Eckhardt Rehberg, the chief budget lawmaker in Merkel’s conservatives, is also sticking to the line that billions of euros still sit unused in various special purpose funds.
‘The debate about debt-financed investment programmes misses the point. The problem is not a lack of money, but the sluggish outflow of funds,’ Rehberg said.
Authorities must hire more staff, cut red tape and speed up planning and approval procedures, he said. ‘In addition, the construction sector has already reached its capacity limit, which means it can hardly cope with more demand,’ Rehberg added.

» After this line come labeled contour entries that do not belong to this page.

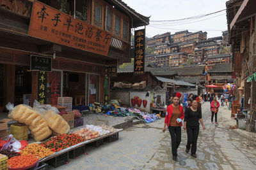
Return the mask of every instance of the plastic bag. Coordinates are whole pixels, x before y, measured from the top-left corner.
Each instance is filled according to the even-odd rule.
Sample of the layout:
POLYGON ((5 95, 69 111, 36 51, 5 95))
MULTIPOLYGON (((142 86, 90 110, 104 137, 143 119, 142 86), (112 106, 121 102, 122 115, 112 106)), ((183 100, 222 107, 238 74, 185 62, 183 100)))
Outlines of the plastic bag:
POLYGON ((41 104, 37 101, 35 101, 34 110, 40 114, 45 120, 48 126, 56 133, 68 133, 70 129, 68 123, 56 112, 55 107, 50 104, 41 104))
POLYGON ((20 143, 13 138, 12 134, 9 134, 7 137, 7 142, 1 148, 1 151, 8 150, 10 151, 17 152, 21 148, 20 143))
POLYGON ((8 117, 29 126, 30 132, 36 141, 42 141, 50 136, 52 131, 48 127, 45 118, 32 108, 26 104, 15 107, 8 104, 6 108, 10 111, 8 117))

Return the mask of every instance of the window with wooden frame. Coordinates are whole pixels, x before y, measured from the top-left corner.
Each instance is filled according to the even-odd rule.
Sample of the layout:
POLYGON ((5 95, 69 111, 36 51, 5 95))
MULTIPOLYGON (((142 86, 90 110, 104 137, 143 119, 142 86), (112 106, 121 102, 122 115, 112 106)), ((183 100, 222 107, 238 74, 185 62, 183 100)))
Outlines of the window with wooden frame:
POLYGON ((102 27, 102 10, 103 5, 94 1, 93 24, 100 27, 102 27))
POLYGON ((123 20, 123 38, 125 40, 128 39, 128 22, 123 20))
POLYGON ((112 24, 113 24, 113 12, 108 6, 106 7, 106 30, 112 32, 112 24))
POLYGON ((116 14, 115 17, 114 35, 116 36, 120 36, 121 35, 121 18, 116 14))

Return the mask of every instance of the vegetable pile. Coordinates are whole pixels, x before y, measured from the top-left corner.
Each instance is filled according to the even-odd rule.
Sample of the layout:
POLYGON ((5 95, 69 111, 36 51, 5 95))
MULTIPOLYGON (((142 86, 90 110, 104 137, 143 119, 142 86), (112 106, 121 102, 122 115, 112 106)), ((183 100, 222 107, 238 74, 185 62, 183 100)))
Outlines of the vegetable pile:
POLYGON ((35 164, 38 159, 33 155, 20 155, 8 159, 8 166, 11 168, 23 167, 35 164))
POLYGON ((81 117, 81 113, 78 110, 74 110, 72 111, 72 113, 75 116, 76 118, 81 117))
POLYGON ((77 134, 63 134, 54 136, 42 143, 42 145, 51 151, 56 152, 84 141, 84 139, 77 134))
POLYGON ((97 131, 90 131, 87 128, 81 129, 74 132, 74 134, 82 136, 85 140, 90 140, 92 139, 100 137, 100 134, 97 131))
POLYGON ((7 156, 8 159, 20 155, 20 153, 10 151, 10 150, 1 150, 0 151, 0 153, 7 156))
POLYGON ((28 145, 24 149, 20 151, 20 153, 22 155, 33 154, 40 159, 51 155, 53 153, 53 152, 49 148, 46 148, 39 144, 32 143, 28 145))

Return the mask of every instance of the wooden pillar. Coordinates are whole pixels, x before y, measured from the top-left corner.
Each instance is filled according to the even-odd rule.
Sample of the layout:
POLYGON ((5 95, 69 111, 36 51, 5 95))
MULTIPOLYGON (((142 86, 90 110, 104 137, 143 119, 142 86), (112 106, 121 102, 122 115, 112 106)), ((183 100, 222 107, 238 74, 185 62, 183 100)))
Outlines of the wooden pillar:
POLYGON ((30 97, 30 106, 33 106, 35 100, 37 100, 37 81, 38 71, 32 71, 32 89, 31 96, 30 97))
POLYGON ((15 66, 4 65, 4 104, 14 103, 15 91, 15 66))

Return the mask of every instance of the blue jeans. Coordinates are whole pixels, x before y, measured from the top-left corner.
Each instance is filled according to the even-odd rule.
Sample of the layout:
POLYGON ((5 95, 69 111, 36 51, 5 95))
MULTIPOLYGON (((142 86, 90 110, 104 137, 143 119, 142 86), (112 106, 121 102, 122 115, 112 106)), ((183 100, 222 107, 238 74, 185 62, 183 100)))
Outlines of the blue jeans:
POLYGON ((231 110, 232 108, 232 101, 228 102, 228 110, 231 110))

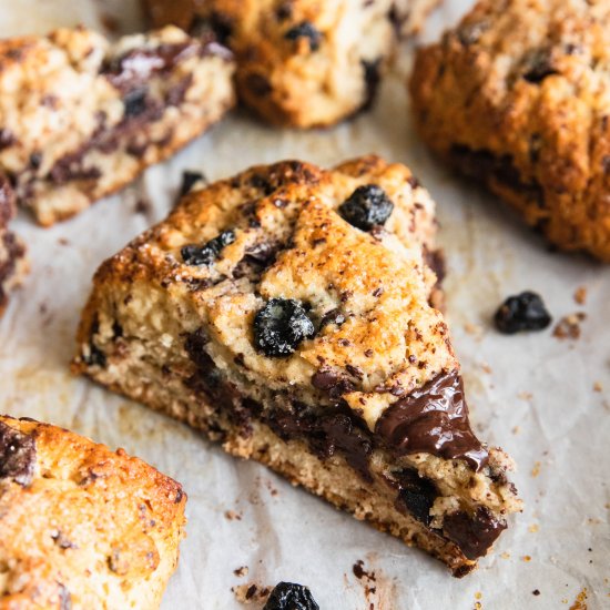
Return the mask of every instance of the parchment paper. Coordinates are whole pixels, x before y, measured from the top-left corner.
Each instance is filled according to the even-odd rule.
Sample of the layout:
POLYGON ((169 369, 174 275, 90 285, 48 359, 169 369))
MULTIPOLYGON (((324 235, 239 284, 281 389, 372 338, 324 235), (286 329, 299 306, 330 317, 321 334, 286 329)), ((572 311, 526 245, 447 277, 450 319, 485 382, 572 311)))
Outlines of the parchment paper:
MULTIPOLYGON (((447 1, 426 38, 469 4, 447 1)), ((139 26, 138 3, 128 0, 0 0, 0 35, 77 22, 101 29, 112 22, 109 14, 126 30, 139 26)), ((549 253, 492 196, 440 167, 409 120, 408 51, 403 64, 374 111, 347 124, 297 133, 237 112, 72 221, 42 230, 22 213, 14 223, 30 246, 32 273, 0 322, 0 411, 124 447, 184 485, 187 539, 165 609, 241 608, 232 587, 279 580, 308 584, 323 609, 550 609, 569 608, 579 596, 590 609, 610 607, 610 267, 549 253), (519 465, 515 479, 526 510, 462 580, 262 466, 225 456, 186 426, 68 372, 93 272, 165 216, 182 170, 203 169, 213 180, 254 163, 298 157, 333 165, 367 152, 407 163, 438 203, 448 319, 472 420, 519 465), (573 299, 580 286, 584 305, 573 299), (491 314, 522 289, 539 292, 556 319, 584 312, 580 338, 560 340, 550 329, 497 334, 491 314), (357 560, 375 582, 354 576, 357 560), (243 566, 247 576, 236 576, 243 566)))

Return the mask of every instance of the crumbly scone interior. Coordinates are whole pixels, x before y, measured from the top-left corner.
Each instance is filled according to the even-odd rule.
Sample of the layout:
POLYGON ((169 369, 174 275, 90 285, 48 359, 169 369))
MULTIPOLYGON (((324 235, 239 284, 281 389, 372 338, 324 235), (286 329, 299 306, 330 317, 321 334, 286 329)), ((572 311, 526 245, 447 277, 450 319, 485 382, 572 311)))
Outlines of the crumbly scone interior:
POLYGON ((364 157, 332 172, 255 167, 191 193, 101 267, 75 368, 465 573, 489 545, 460 548, 443 533, 446 518, 475 523, 482 510, 499 533, 520 509, 509 458, 478 445, 486 457, 474 467, 469 455, 397 456, 377 441, 390 407, 439 375, 458 375, 447 326, 429 305, 435 277, 424 251, 434 250, 435 230, 434 202, 401 165, 364 157), (338 207, 372 183, 395 207, 367 233, 338 207), (185 245, 224 231, 234 241, 213 264, 184 264, 185 245), (252 339, 256 312, 273 298, 305 303, 316 321, 316 335, 285 358, 252 339))
POLYGON ((0 171, 42 224, 75 214, 233 104, 233 63, 174 27, 110 43, 61 29, 0 43, 0 171))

Nevertheless, members of both the SPD’s own left wing and of the Greens, an increasingly strong opposition party, are pushing for a fiscal U-turn. Even the influential BDI industry lobby group, traditionally close to Merkel’s conservatives, last week called for a debt-financed fiscal stimulus package.
Cansel Kiziltepe, a lower house SPD lawmaker specialising in finance, said Merkel and the conservatives should stop blaming local authorities and rethink their insistence on incurring no new debt in their budgets, a policy goal commonly known as the ‘black zero’.
‘Especially in times of economic weakness and in light of improved outflow of funds, it’s high time to say goodbye to the fetish of the black zero,’ Kiziltepe told Reuters.